They knew we’d all have Thanksgiving on our minds this week, and what do they present us with? A musical that’s all about delicious pies, the joys of baking, and the fellowship that results when creating comfort food for loved ones. It’s impossible to see a giant image of a cherry pie on the stage curtain as you enter Segerstrom Hall without thinking, “Oh yeah, I need to buy flour and eggs.”

“Waitress,” based on the 2007 indie hit film of the same name, also has more complicated virtues. In a clear-eyed way it examines the hell of bad relationships, the difficulty of escaping them, and the unpredictable and sometimes misguided trajectory of Cupid’s arrow. (That’s why its “everybody’s happy” ending seems a little forced.)

“Waitress” opened on Broadway in 2016 to so-so reviews and it didn‘t nab any major awards, but the show has its fans. It’s still running in New York after more than 1,000 performances.

It’s not the story that makes “Waitress” a Broadway success. Jessie Nelson’s book, based (with a few small changes) on Adrienne Shelly’s script for the film, can seem by the numbers and predictable, with the kind of stock supporting characters that have populated every Broadway musical since “Show Boat.”

Christine Dwyer

Jenna (Christine Dwyer) is a waitress who works at Joe’s Pie Diner, a homey place located in a small town somewhere south of the Mason-Dixon line. She is enduring a loveless marriage to Earl (Matt DeAngelis), a brutish man who frequently gets angry and abusive and robs her of her daily tip money. (DeAngelis, stuck with a two-dimensional part, can’t do much to make Earl rise above southern-fried caricature.)

At Joe’s, Jenna is responsible for making pies, and she’s a genius at it. She learned the art from her late mother, also trapped in an abusive marriage, who kept young Jenna in the kitchen and away from her monster of a dad. As quirky as she is inventive, Jenna invents whimsical names for her pies that amuse and occasionally perplex her culinary fans. They include Joe (Larry Marshall, crusty yet loveable), who owns the diner and is exacting about his order but generous with his tips.

‘WAITRESS’

Where: Segerstrom Hall, 600 Town Center Drive, Costa Mesa

When: 7:30 p.m. Tuesday-Friday, 2 and 7:30 p.m. Saturday, 1 and 6:30 p.m. Sunday. Through Nov. 25.

Tickets: Start at $29

Contact: 714-556-2121 or scfta.org

Jenna longs to escape her marriage and her humdrum hometown. Joe and others encourage her to enter a pie-making contest with a $20,000 prize. But her dreams are dashed when she gets pregnant. Her best buddies, nerdy Dawn and brash Beckie (Jessie Shelton and Maiesha McQueen), are supportive. Cal (Ryan G. Dunkin), the restaurant’s manager and cook, is less thrilled.

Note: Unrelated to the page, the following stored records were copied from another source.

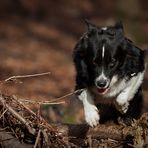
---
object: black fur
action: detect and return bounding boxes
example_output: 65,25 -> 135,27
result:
73,22 -> 145,123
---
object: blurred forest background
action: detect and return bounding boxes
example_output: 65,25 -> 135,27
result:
0,0 -> 148,123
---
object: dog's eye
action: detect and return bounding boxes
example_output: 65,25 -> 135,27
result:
107,29 -> 115,36
109,59 -> 116,68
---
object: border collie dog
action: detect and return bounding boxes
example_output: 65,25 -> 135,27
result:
73,22 -> 145,127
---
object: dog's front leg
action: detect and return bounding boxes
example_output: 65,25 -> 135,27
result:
78,89 -> 100,127
114,90 -> 129,114
115,71 -> 144,114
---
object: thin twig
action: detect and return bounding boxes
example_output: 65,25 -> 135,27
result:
19,89 -> 84,105
13,95 -> 55,131
0,109 -> 8,119
34,130 -> 41,148
4,72 -> 51,82
0,96 -> 35,135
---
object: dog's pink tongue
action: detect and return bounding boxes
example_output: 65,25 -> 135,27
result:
98,88 -> 106,94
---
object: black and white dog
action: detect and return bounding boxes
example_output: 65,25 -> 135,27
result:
73,22 -> 145,126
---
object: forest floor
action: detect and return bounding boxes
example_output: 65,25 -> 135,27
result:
0,17 -> 148,147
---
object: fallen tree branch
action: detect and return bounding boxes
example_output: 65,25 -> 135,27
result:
0,95 -> 148,148
4,72 -> 51,82
18,89 -> 84,105
0,96 -> 35,135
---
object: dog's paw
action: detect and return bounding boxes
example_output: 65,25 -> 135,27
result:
114,100 -> 129,114
85,105 -> 100,127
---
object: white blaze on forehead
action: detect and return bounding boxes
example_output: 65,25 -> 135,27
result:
102,45 -> 105,59
101,27 -> 107,30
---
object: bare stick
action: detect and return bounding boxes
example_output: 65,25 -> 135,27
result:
19,89 -> 84,105
0,109 -> 8,119
4,72 -> 51,82
0,96 -> 35,135
34,130 -> 41,148
13,95 -> 55,131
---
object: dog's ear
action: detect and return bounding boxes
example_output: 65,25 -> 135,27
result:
84,19 -> 96,30
115,21 -> 123,30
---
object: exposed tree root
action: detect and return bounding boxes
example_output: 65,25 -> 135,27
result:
0,95 -> 148,148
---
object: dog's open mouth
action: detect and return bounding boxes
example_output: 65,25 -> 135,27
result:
97,88 -> 108,94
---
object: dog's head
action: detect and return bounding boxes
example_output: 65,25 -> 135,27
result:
74,22 -> 144,95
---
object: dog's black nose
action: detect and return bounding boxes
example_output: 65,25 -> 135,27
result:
97,79 -> 107,88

Things get even more fraught for Jenna when her new physician, Dr. Pomatter (Steven Good), turns out to be a handsome man about her age. Despite his best efforts to keep things professional, the sparks fly (helped along by one of Jenna’s pies, of course), and in this unlikely universe the examining table makes a convenient spot for a tryst.

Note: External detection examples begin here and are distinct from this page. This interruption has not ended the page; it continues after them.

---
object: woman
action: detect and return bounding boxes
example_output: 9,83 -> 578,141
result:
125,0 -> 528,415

From here on the plot is full of spoilers (at least for those who have never seen the film), but rest assured Nelson leaves no cliché unexamined. It’s always painful to watch talented performers trying to squeeze substance out of underwritten parts. “Waitress” contains its share of those moments.

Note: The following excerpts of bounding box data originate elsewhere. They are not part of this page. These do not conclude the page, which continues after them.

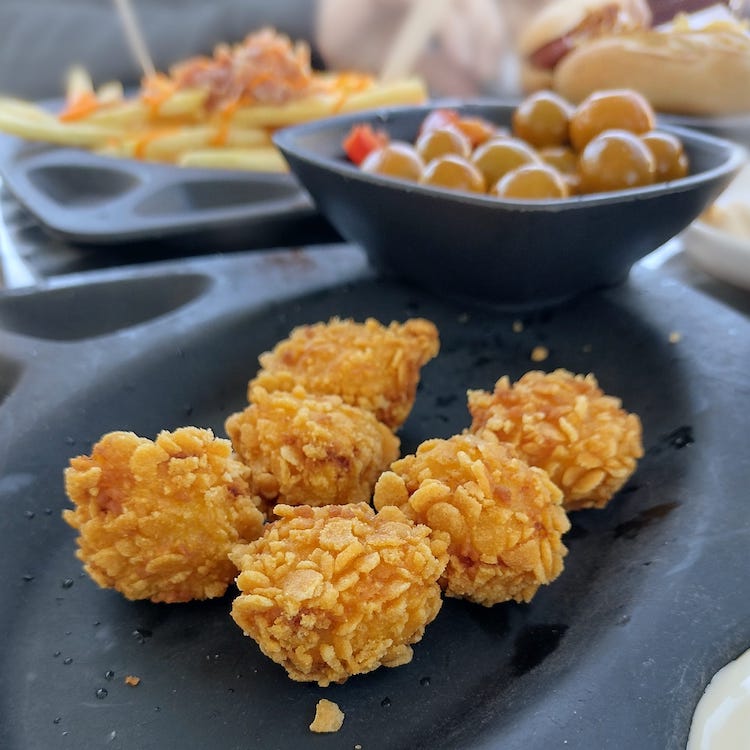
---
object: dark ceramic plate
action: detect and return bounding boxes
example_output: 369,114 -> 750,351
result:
0,246 -> 750,750
275,102 -> 744,305
0,131 -> 317,245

But there are quite a few redeeming scenes in this show, too, and that’s mainly because of the songs. Sara Bareilles has never written a Broadway musical before, but singer-songwriter veteran, who’s been nominated for six Grammy Awards, has a knack for penning songs that capture the moment and add to our understanding of the characters.

“She Used to Be Mine,” sung solo by Jenna late in the second act, is a heartbreaking rumination on the woman she has unwittingly become as she waits for her unplanned baby to arrive:

She’s imperfect, but she tries,
She is good, but she lies
She is hard on herself
She is broken and won’t ask for help

YouTube video

At the other end of the emotional spectrum, Bareilles can pen a silly tune that brings the house down. As Ogie, the super-nerd who falls for Dawn, Jeremy Morse goes full-on nut-ball in “Never Ever Getting Rid of Me,” a song that could seem creepy if delivered the wrong way. In Morse’s hands, it’s the comic high point of the show.

Bareilles worked with a cherry-picked band to create the arrangements for the songs. The orchestration is artful and occasionally brilliant – country- and blues-tinged but like Bareilles’ songs, stylistically unique. (Naming her influences is a fun game. Fiona Apple? Alison Krause? Shawn Colvin? Billy Joel? Yes and no.)

The leading women make this touring production watchable and listenable. Dwyer, who was a replacement Elphaba in the Broadway production of “Wicked,” brings tremendous empathy and a soulful voice to Jenna. McQueen gets most of the show’s biggest laughs as Becky, and her timing is impeccable. Shelton has mastered a tricky combination in her portrayal as Dawn: nerdy but sexy.

“Waitress” plays through Nov. 25. I have two pieces of advice if you’re planning to see it. Get some of your Thanksgiving baking done first. And eat a piece of pie just before curtain, or you’ll be stopping at Marie Callender’s or Polly’s Pies on the way home.